The much-respected authority on the House of Lords, Professor Meg Russell of the Constitution Unit at University College London, in a recent blog post, has outlined four key elements which need to be part of any package of measures if it is to succeed. The first is an initial cull to effect the required reduction, using age limits, attendance requirements or elections as deemed appropriate. The second is a cap on the size of the House at somewhere round about the number reached as a result of the cull. That is essential if the initial cull is not to unravel as a result of the Prime Minister’s use of their unfettered power to make new appointments. As Professor Russell wrote in an earlier blog covering her 2015 report, Enough is Enough:

“Because each Prime Minister appoints more of their own, each change in government results in tit-for-tat action by the new Prime Minister to catch up. This has a continuous upward ratchet effect on the size of the chamber”.
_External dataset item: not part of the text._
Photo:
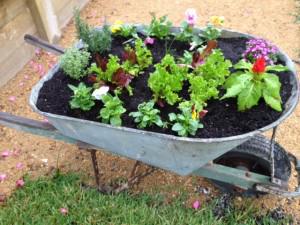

Thirdly, and following directly from that, there needs to be a restriction on the number of new appointments that can be made. The Prime Minister would only be able to appoint to fill vacancies. This is the system that prevails in relation to the Canadian Senate. Finally, it will be necessary to have some fair principles covering the sharing out of new appointments between the groups.

We have no time to lose. I said over a year ago that publicity hostile to the Lords had reached a tipping point. It is important that we are seen to be proactive in addressing this question of numbers. We need the Select Committee and we need it soon, with a specified date by which to report.